Unia Europejska chce zmusić kraje Wspólnoty do surowszego karania największych trucicieli środowiska naturalnego. Czy przestępstwa ekologiczne będą skutecznie ścigane?
Zatruwanie środowiska, czyli zabijanie ludzi
Komisja Europejska proponuje, by za tzw. drobne przestępstwo ekologiczne maksymalny wymiar kary wynosił aż 3 lata więzienia. Kłopot w tym, że definicja tego rodzaju czynów nie jest precyzyjna. W ten sposób mogliby zostać ukarani ci, którzy np. w lesie wyrzucają swoje śmieci, ale także ci, którzy palą w piecach centralnego ogrzewania stare opony i plastiki. Za świadome zatruwanie środowiska naturalnego ma grozić maksymalnie 10 lat więzienia. Ale jak udowodnić działanie świadome?
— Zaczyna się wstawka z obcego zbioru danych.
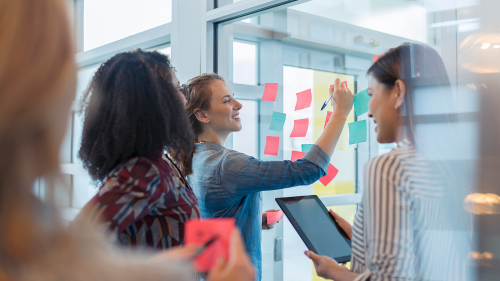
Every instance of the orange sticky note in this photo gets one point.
(199, 232)
(296, 155)
(274, 217)
(330, 175)
(270, 91)
(304, 100)
(272, 145)
(300, 128)
(328, 116)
To może być ostrzeżenie dla tych, którzy z oszczędności wyłączają energochłonne filtry na dymiących kominach albo nielegalnie wypuszczają skażone ścieki do rzeki. Z kolei do 5 lat w więzieniu spędzą ci, którzy zatruwając środowisko naturalne, nieumyślnie spowodują śmierć człowieka. Także w tym przypadku problemem może być bezsporne udowodnienie winy. O tym, że w pobliżu elektrowni czy energociepłowni żyje się krócej, wiadomo ze statystyk, ale konkretnego przypadku śmiertelnego nie sposób powiązać z zatruwaniem środowiska.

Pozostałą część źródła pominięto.